Le politologue Javier Sanín a évoqué la nécessité de trouver de nouvelles formules pour associer et rémunérer ceux — même au sein des démocraties où ils constituent souvent une majorité — qui ne sont pas représentés et se situent en dehors du système politique, comme les enfants et les jeunes de moins de 18 ans. Il a souligné aussi l’importance de respecter le multiculturalisme ainsi que les droits des groupes ethniques ou régionaux, des diverses générations et des femmes. Il a dit qu’il fallait mettre fin aux politiques gouvernementales pauvres à l’intention de pauvres, et avec une note de scepticisme, il a ajouté que les codes déontologiques ne peuvent à eux seuls régler la situation.

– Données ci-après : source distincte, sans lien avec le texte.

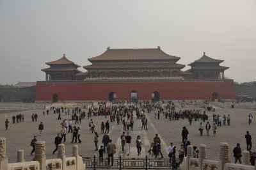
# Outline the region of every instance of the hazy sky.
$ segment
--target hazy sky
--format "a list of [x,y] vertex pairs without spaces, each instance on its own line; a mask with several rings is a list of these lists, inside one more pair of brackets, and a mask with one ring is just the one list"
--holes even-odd
[[256,81],[256,1],[0,1],[0,84],[44,81],[63,53],[89,65],[109,46],[161,46],[184,65],[205,51],[225,77]]

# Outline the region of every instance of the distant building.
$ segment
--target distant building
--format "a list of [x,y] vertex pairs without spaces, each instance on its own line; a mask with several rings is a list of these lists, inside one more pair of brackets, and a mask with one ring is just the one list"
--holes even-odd
[[80,66],[69,61],[65,54],[61,58],[45,64],[50,66],[41,70],[45,72],[45,81],[74,81],[76,75],[81,72],[77,70]]
[[35,86],[36,85],[36,82],[20,82],[19,81],[17,84],[14,84],[13,86],[18,88],[28,88]]
[[64,56],[46,63],[36,101],[235,99],[233,80],[224,79],[223,60],[204,56],[182,71],[179,57],[156,49],[111,49],[88,59],[87,72]]

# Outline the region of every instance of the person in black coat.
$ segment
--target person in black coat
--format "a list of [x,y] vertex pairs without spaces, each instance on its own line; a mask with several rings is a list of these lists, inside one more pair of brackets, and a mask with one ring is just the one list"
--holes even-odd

Bianor Scelza Cavalcanti, directeur de l’École d’administration publique de la Fondation Getulio Vargas du Brésil, a lancé de nouvelles pistes de réflexion, notamment sur la lutte de l’éthique pure et l’attitude de pays (le Brésil suivi par l’Afrique du Sud) qui ont rompu l’accord sur les brevets pour pouvoir fournir à cinq millions de sidéens des médicaments qui prolongeront leur vie. De l’avis de Cavalcanti, ces actions représentent dans le monde actuel un triomphe de l’éthique appliquée.

Carlos Aníbal Degrossi, doyen de la Faculté des sciences économiques de l’Université de Buenos Aires, a présenté un calcul de l’importance économique de l’éthique. L’éthique n’est pas seulement une fin en soi, dit-il, car méconnaître l’éthique, c’est être inefficace sur les plans micro- et macroéconomique.

La réunion a eu lieu sous les auspices de la Banque centraméricaine d’intégration économique et aussi de la Société andine de développement, de l’Université nationale et de l’Université catholique du Honduras.